Air Canada Cargo vice president Tim Strauss said: “Air Canada Cargo is a trusted carrier for thousands of animal shippers worldwide and has always complied with the IATA Live Animal Regulations.

“We expertly handle complex shipments, from rescued dogs, livestock, endangered animals travelling between zoos for conversation efforts and of course family pets.

“We are honoured to have been selected to participate in the CEIV Live Certification pilot and are proud of the team at Air Canada Cargo for achieving the industry's first ever certification, which reinforces our position as an industry leader.”
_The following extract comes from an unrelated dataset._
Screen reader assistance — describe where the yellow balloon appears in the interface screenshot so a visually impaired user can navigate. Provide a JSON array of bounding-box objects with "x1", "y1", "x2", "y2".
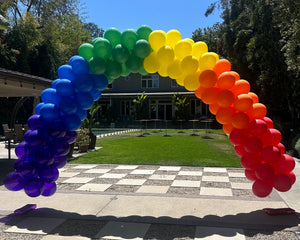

IATA launched the new standard to improve the safety and welfare of animals travelling by air earlier this year.

Air Canada Cargo and London Heathrow Animal Reception Centre were chosen to undergo a pilot for the programme.

Over several weeks in May and June, as part of a thorough audit, IATA’s specialists reviewed Air Canada Cargo’s policies and procedures for transporting live animals.

All aspects of animal handling were included in the review, from booking to acceptance, customer service, training, physical handling, transport to and from the ramp and conditions in our Montreal facility, and consideration for animal safety and well-being.

Compliance with Canadian Border Services Agency (CBSA) was fully reviewed as was compliance with protocols like the Convention on International Trade in Endangered Species of Wild Fauna and Flora, whose aim is to deter illegal wildlife trade.

“I want to congratulate Air Canada for their great leadership in achieving the first CEIV Live Animals certification in the world,” said Nick Careen, IATA’s senior vice president, airport, passenger, cargo and security.

“Proper handling and transporting of live animals is a very important aspect of the cargo supply chain, with many unique complexities. Global standards and expertise are key to the safe and humane transportation by air of this precious cargo.”

As well as launching CEIV Live Animals, IATA is also considering launching a programme for perishable transport.